Jane Elliot finds British attitudes towards those who choose childlessness very odd. "The British seem to think that there is something unnatural about it. I don't understand why it is such a big deal here," says Ms Elliot, an American, who teaches people with impaired eyesight how to regain their independence. Ms Elliot, 42, lives in Brighton with her husband Chris, a 43-year-old electrical engineer. She adds: "I have simply never been interested in raising children. In my twenties I lived in Japan and in my thirties I travelled overseas a lot, working in marketing. So I had an exciting life, although that is not why I did not want children.

"When I came to England I went to a GP and told him I did not want to use the Pill. I asked for an IUD and told him I did not want children. The GP refused to believe me, would not give me an IUD and said he wanted to talk to my husband. It was so sexist."

For Ms Elliot, like many others, her initial decision not to have children has been constantly reviewed. "I have gone through a period as I have approached the end of my fertile life when I have wondered whether I made the wrong decision. But after a lot of thought, I have come to the same conclusion. Now I'm 42 I don't think I am going to change my mind."

Lysette Butler, 38, from Morden in Essex, likewise re-examined her decision when, three years ago, she chose to have a hysterectomy sooner than her medical condition made strictly necessary. "After I had the hysterectomy, lots of people were wondering whether I would have regrets. So I waited for all these feelings. They never came. In three years, there has never been a day when I have thought, `God, what have I done?'"
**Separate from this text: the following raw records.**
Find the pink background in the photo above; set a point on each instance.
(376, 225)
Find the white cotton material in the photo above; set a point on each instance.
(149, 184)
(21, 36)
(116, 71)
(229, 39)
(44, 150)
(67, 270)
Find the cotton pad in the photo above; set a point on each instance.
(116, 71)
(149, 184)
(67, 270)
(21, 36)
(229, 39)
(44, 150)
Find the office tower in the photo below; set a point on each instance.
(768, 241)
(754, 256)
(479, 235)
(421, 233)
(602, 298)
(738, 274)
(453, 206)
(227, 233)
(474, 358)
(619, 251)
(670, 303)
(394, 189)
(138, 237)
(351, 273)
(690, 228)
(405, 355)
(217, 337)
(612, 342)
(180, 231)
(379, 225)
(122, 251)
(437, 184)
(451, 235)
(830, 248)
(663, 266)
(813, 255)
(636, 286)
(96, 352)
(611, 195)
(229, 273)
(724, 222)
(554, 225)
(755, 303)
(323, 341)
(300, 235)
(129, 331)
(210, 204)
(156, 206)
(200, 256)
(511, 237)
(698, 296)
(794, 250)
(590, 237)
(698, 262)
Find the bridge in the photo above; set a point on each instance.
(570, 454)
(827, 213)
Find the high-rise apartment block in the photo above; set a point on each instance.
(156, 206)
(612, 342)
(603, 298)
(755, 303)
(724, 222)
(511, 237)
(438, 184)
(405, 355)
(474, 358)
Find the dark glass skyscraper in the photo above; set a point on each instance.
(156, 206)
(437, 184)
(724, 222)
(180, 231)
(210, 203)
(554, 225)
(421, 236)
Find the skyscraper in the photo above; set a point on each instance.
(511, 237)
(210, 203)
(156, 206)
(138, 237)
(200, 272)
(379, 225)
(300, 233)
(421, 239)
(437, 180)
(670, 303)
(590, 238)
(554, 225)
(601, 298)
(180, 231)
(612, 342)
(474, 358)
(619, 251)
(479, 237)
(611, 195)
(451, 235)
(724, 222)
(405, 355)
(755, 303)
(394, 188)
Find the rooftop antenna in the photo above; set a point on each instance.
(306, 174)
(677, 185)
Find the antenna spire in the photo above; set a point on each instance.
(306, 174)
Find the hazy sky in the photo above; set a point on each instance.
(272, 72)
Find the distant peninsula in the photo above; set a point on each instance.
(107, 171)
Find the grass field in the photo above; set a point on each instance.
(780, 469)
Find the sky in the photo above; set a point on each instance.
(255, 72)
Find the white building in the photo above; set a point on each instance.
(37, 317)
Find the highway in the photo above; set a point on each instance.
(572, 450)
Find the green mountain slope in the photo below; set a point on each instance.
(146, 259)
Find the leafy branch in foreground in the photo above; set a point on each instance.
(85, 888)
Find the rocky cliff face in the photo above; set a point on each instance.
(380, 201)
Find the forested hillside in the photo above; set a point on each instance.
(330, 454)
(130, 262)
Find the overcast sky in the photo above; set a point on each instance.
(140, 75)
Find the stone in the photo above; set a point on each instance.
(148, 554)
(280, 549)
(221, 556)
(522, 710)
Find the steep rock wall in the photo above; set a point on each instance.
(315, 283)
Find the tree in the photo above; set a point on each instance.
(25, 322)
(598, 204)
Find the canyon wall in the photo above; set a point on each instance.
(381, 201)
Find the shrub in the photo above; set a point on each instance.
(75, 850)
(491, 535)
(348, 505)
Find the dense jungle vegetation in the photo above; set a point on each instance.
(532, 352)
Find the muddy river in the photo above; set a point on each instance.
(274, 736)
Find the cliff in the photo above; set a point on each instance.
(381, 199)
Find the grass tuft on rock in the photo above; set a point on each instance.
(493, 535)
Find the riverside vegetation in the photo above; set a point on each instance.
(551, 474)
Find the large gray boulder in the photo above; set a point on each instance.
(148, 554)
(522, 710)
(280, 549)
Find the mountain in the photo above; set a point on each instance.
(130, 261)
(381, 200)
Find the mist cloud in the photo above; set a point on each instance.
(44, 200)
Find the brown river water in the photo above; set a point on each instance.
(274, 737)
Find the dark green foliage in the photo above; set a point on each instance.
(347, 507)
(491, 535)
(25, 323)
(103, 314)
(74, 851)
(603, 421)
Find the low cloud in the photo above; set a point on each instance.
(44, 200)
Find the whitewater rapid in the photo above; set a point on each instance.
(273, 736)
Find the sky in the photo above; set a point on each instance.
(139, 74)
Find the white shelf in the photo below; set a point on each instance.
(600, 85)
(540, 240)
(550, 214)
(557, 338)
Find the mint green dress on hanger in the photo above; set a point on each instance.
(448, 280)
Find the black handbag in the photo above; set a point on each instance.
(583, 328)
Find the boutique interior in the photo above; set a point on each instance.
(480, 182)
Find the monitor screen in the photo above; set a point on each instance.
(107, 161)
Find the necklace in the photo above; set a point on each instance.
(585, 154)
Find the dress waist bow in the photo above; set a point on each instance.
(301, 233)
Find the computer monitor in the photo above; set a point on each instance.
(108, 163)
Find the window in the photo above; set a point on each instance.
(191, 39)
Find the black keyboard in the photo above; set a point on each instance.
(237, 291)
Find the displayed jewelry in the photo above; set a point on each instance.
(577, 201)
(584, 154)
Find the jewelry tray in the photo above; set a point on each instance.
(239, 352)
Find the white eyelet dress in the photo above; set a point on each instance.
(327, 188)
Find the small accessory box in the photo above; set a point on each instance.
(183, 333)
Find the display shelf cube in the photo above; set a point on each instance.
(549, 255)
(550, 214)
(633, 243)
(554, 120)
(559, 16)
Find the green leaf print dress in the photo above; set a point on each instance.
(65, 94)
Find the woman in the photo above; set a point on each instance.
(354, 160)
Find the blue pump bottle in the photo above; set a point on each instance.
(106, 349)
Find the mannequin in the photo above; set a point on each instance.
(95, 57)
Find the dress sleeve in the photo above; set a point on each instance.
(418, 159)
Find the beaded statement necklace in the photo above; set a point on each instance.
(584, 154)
Mrs Butler, who manages the gynaecology unit of an NHS hospital, has been married for 14 years to Barry, a retail manager. Like other couples, they protest that they had normal, happy childhoods, that they like children, but that they also enjoy handing them back when they have been babysitting. She says that society is becoming more tolerant of childlessness, but still some people feel hounded.

"People should leave us to make our own choices. No one else has to live with our choice. I think we should have the right to ask people why they want children and expect them to have proper answers. I suspect a lot of people do not have a good reason."